Kahramanmaraş merkezli meydana gelen ve 11 ilimizi etkileyen yıkıcı depremlerin ardından birçok insanın oturdukları ev ile alakalı endişeleri arttı. Deprem ülkesinde yaşıyor oluşumuz, oturduğumuz evin sağlam ve yönetmeliğe uygun olup olmadığı hususlarındaki tereddütler ise herkesi daha da kaygılandırmaktadır. Birçok kiracı, yaşadığı konutun depreme dayanıklı olmadığı düşüncesiyle konutlarını terk etmeye başladı. Ancak günümüzün ekonomik koşulları taşınmayı da oldukça zorlaştırıyor. Kiracılar bir yandan yaşadığı evin depreme dayanıklı olup olmadığını tespit ettirmek isterken bir yandan da evlerin depreme dayanıklılığını test ettirip doğabilecek sorumlulukları üstlenmek istemeyen ev sahipleriyle mücadele ediyorlar. Örneğin; İstanbul Büyükşehir Belediyesi’nin yürüttüğü “Bina Tespiti Projesi”nde olduğu gibi kiracılar da yaşadıkları binanın depreme dayanıklılığı hususunda inceleme talep edebiliyorlar. Peki yapılan inceleme sonucunda binanın depreme dayanıklı olmadığı sonucu çıkarsa kiracının hakları neler olacak?
Bir deprem ülkesinde yaşadığımızın ve yönetmeliğe uygun olmayan birçok yapı olduğunun farkındayız. Maalesef depreme dayanıklı olmayan binaların kiracılara etkisi konusunda açıkça yapılan bir hukuki düzenleme de bulunmamaktadır. Diğer yandan konu hakkında işletilebilecek hukuki mekanizma mevcuttur. Bu yazımızda kiracıların yaşadıkları binaya ilişkin deprem riski tespiti yaptırması ve devamında riskli bulunması halinde kira sözleşmesinden ve kanundan kaynaklanan haklarının neler olduğuna değineceğiz. Öncelikle ev veya iş yeri satın alırken olması gerektiği gibi, kiracıların da bu yerleri kiralamadan önce depreme dayanıklılığı, yapının mevzuata uygunluğunu, hukuki durumunu araştırmaları gerekmektedir. Kiracı adayları bu araştırmaları yapmadan salt konut ve iş yerinin kira bedelini, ulaşıma yakınlığını dikkate aldıkları taktirde yapının sağlamlık riskini de beraberinde kiralamış oluyor.

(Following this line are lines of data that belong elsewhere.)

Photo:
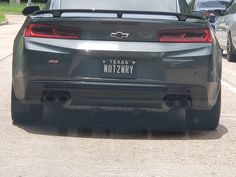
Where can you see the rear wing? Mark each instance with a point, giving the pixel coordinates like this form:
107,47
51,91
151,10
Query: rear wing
59,12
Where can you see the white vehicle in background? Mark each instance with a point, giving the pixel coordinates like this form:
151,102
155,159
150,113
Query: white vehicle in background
226,31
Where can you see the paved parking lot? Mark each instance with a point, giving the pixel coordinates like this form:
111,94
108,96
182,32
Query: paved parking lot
59,147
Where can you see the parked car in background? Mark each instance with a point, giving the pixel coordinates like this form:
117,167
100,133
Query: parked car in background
112,55
226,32
211,8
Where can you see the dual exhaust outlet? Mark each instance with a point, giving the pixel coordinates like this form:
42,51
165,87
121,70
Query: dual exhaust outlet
54,96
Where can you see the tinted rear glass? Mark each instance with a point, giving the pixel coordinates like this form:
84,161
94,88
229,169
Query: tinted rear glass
212,4
136,5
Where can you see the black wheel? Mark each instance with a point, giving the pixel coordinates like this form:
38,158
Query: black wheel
231,56
25,113
206,120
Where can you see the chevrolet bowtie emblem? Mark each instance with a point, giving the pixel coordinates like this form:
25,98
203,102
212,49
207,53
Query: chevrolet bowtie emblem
119,35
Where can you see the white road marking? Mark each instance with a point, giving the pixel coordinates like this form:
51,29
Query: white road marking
229,85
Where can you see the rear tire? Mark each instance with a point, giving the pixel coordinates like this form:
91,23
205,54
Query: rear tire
231,56
206,120
25,113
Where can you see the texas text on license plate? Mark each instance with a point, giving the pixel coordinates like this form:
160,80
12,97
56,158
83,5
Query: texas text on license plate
119,68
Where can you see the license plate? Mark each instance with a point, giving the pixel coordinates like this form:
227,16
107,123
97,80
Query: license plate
118,68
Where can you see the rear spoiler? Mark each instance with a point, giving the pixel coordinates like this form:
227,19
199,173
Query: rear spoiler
59,12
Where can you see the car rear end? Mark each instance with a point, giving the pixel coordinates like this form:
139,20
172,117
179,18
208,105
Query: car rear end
125,58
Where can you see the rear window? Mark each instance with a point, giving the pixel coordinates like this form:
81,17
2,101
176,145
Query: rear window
134,5
217,4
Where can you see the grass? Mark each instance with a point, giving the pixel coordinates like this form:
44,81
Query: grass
16,9
2,18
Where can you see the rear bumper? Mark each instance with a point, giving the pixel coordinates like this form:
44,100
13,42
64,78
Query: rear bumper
90,94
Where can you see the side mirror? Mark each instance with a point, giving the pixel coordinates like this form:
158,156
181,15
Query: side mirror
200,14
30,10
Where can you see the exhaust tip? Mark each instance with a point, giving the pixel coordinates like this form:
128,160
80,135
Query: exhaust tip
63,97
170,102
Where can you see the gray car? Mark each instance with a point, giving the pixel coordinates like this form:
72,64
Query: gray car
225,31
111,55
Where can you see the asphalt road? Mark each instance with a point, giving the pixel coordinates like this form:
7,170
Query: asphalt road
59,147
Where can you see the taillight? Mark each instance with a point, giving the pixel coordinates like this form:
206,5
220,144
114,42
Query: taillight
185,36
51,31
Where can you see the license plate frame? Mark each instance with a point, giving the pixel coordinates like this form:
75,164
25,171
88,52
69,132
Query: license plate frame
118,68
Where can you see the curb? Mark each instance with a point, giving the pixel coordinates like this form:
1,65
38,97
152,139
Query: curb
4,23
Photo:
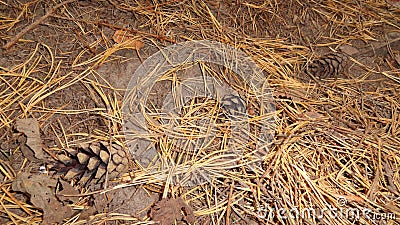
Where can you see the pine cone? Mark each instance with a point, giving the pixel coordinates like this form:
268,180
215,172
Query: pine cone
90,163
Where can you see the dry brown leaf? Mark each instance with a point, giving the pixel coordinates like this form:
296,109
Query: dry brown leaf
167,211
41,189
129,200
121,36
30,128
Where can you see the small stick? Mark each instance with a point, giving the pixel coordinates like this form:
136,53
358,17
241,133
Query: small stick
228,209
15,39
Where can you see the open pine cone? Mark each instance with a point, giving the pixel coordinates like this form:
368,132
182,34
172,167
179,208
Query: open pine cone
93,162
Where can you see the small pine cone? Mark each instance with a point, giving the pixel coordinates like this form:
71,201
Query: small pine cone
92,162
327,66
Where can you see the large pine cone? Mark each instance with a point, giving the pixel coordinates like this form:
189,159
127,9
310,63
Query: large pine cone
92,162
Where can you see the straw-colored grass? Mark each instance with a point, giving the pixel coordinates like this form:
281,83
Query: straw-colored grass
336,141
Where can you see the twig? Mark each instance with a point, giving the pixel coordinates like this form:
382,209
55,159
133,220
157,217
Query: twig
15,39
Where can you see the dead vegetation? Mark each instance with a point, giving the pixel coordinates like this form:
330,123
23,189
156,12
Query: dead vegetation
337,137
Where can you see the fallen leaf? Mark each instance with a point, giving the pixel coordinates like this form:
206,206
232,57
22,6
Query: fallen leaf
167,211
397,58
30,128
124,37
68,193
41,190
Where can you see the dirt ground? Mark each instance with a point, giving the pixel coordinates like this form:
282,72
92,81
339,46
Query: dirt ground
337,135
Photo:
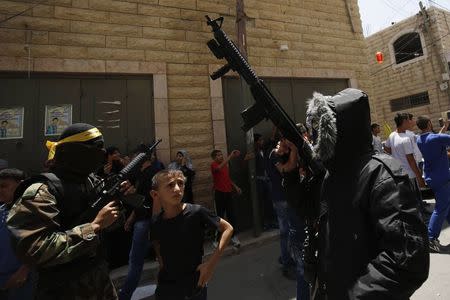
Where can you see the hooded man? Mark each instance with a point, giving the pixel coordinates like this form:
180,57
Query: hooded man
372,242
45,225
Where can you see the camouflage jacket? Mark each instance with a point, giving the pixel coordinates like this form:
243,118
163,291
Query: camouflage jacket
67,260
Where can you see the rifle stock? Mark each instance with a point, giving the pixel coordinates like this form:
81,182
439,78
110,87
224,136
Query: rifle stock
266,106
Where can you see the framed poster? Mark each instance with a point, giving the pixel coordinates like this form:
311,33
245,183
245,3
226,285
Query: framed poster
11,123
57,118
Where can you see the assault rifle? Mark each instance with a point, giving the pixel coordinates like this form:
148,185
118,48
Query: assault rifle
110,188
266,106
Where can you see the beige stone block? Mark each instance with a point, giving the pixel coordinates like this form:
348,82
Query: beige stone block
68,65
13,63
159,11
188,92
172,23
190,116
217,7
39,37
179,3
200,58
217,108
74,52
12,7
76,39
130,19
182,141
119,54
160,86
190,128
163,33
12,35
153,67
107,29
187,104
220,136
112,5
166,56
162,132
202,37
81,14
216,88
80,3
116,42
146,44
187,69
37,23
186,80
185,46
161,107
44,11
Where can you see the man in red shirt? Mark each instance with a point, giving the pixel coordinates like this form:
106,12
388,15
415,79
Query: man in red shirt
223,188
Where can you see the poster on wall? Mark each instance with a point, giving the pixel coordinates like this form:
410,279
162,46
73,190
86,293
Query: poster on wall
11,123
57,118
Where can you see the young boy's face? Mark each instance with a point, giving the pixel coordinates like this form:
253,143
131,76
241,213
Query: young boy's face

Yaşadığımız, Çalıştığımız Yapılar Depreme Dayanıklı Mı?Türkiye’de Deprem Gerçeği
Konut ya da iş yeri bağımsız bölüme yeni taşınan kiracı bir süre sonra yıkım veya güçlendirme nedeni ile tahliye etmek zorunda kalabilir. Çoğu zamanda süreçten haberi olmayabilir. Kentsel dönüşüm / güçlendirme süreci bağımsız bölüm malikleri (mülk- arsa sahipleri) ile yapı müteahhidi / yüklenici arasında akdedilen bir anlaşma (yapım sözleşmesi veya kat karşılığı inşaat sözleşmesi) ile başlar. Riskli yapıda veya bir şekilde kentsel dönüşüme giren binalardaki bağımsız bölümlerden kiracı olarak faydalananlar sözleşmesinin tarafı değillerdir. Bu durumda dahi kiracılar kira ilişkilerini düzenleyen 6098 sayılı Borçlar Kanunu’nun öngördüğü kanuni düzenlemelerden istifade edebilirler. Deprem risk tespiti sonucunda riskli bulunan bir binanın kiralamaya uygun olduğu kabul edilemez. Kiralanan konutun deprem açısından riskli olmasına rağmen kiraya verilmesi hali, Türk Borçlar Kanunu’nda (TBK) düzenlenen kiralanan konutun ayıplı olması durumunu oluşturur. TBK Madde 304 ve devamında, kiraya verenin kiralanan konutun ayıplarından sorumlulukları ve kiracının hakları şu şekilde düzenlenmiştir:
MADDE 304- Kiralananın önemli ayıplarla teslimi hâlinde kiracı, borçlunun temerrüdüne veya kiraya verenin kiralananın sonradan ayıplı duruma gelmesinden doğan sorumluluğuna ilişkin hükümlere başvurabilir. Kiralananın önemli olmayan ayıplarla tesliminde ise kiracı, kiralananda sonradan ortaya çıkan ayıplardan dolayı kiraya verenin sorumluluğuna ilişkin hükümlere başvurabilir.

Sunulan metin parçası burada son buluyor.